Missouri Department of Corrections spokesman Mike O’Connell offers the timeline of the John Winfield execution.

Winfield’s execution proceeded after the United States Supreme Court declined two applications for stays filed by his attorneys. One asked for a stay until the resolution of an appeal Winfield had pending in the 8th Circuit Court of Appeals related to Missouri’s execution protocol. The other had asked the Court to stay his execution while it reviewed the 8th Circuit Court’s records and considered his argument that consideration of his petition for clemency was interfered with by Department of Corrections officials.

A short time later, Governor Jay Nixon (D) denied Winfield’s petition for clemency.
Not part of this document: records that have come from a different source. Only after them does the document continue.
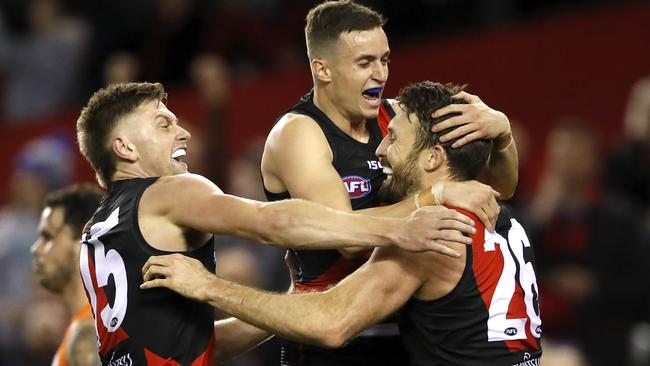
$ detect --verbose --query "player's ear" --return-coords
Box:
[424,145,447,173]
[111,137,138,162]
[310,58,331,83]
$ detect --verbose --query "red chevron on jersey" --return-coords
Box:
[144,335,215,366]
[85,250,129,357]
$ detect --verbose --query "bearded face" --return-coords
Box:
[379,151,422,203]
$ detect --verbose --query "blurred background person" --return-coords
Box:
[31,184,103,366]
[0,0,650,366]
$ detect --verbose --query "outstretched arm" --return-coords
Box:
[67,318,102,366]
[149,174,474,256]
[141,248,427,347]
[357,180,500,232]
[214,318,273,363]
[432,92,519,199]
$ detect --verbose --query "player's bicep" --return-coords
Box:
[267,116,351,210]
[157,175,265,239]
[67,318,101,366]
[332,248,424,336]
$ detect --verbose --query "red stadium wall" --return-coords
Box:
[0,3,650,202]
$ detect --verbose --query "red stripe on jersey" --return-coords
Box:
[86,247,129,357]
[190,333,215,366]
[294,251,372,293]
[377,103,393,137]
[466,209,539,351]
[144,334,215,366]
[144,348,181,366]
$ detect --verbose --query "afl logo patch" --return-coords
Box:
[343,175,372,199]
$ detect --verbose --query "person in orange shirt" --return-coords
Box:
[31,184,102,366]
In a statement, Nixon wrote, “John Winfield’s violent rampage on the night of Sept. 9, 1996, left two women dead and another permanently blinded. The two murder victims, Arthea Sanders and Shawnee Murphy, were killed while trying to help Carmelita Donald escape from the armed Winfield. Carmelita Donald herself was shot and permanently blinded by Winfield, who showed no mercy that night on his victims. The jury in this case properly found that these heinous crimes warranted the death penalty, and my denial of clemency upholds the jury’s decision.

“I ask that the people of Missouri remember the victims of John Winfield, both those who were killed and those who survived, and keep them and their families in their thoughts and prayers.”

After the execution was carried out, Attorney General Chris Koster also issued a statement. He writes, “Nearly two decades have passed since John Winfield’s cowardly acts of rage and jealously changed the lives of three families forever. He brutally murdered two defenseless young women, one in front of her children, and attempted to murder the mother of his own children, leaving her permanently disabled. For his actions, a court lawfully sentenced him to death under Missouri law, and tonight that sentence has been carried out.”

Ahead of Winfield’s lethal injection, Missouri was again the subject of national attention for its executions. It was one of three executions scheduled to take place within 24 hours of one another from Tuesday to Wednesday evening. It became the second execution since one widely regarded as “botched” in Oklahoma; that of Clayton Lockett in April.

An independent autopsy has revealed that the execution team there failed to set a properly functioning intravenous tube in Lockett’s leg. He died of a heart attack 43 minutes after the first drugs were administered.

A condemned Georgia inmate, Marcus Wellons, was executed late Tuesday night by lethal injection for the 1989 rape and murder of a 15-year-old girl. In Florida, John Ruthell Henry is scheduled to be executed Wednesday evening for murdering his wife in 1985.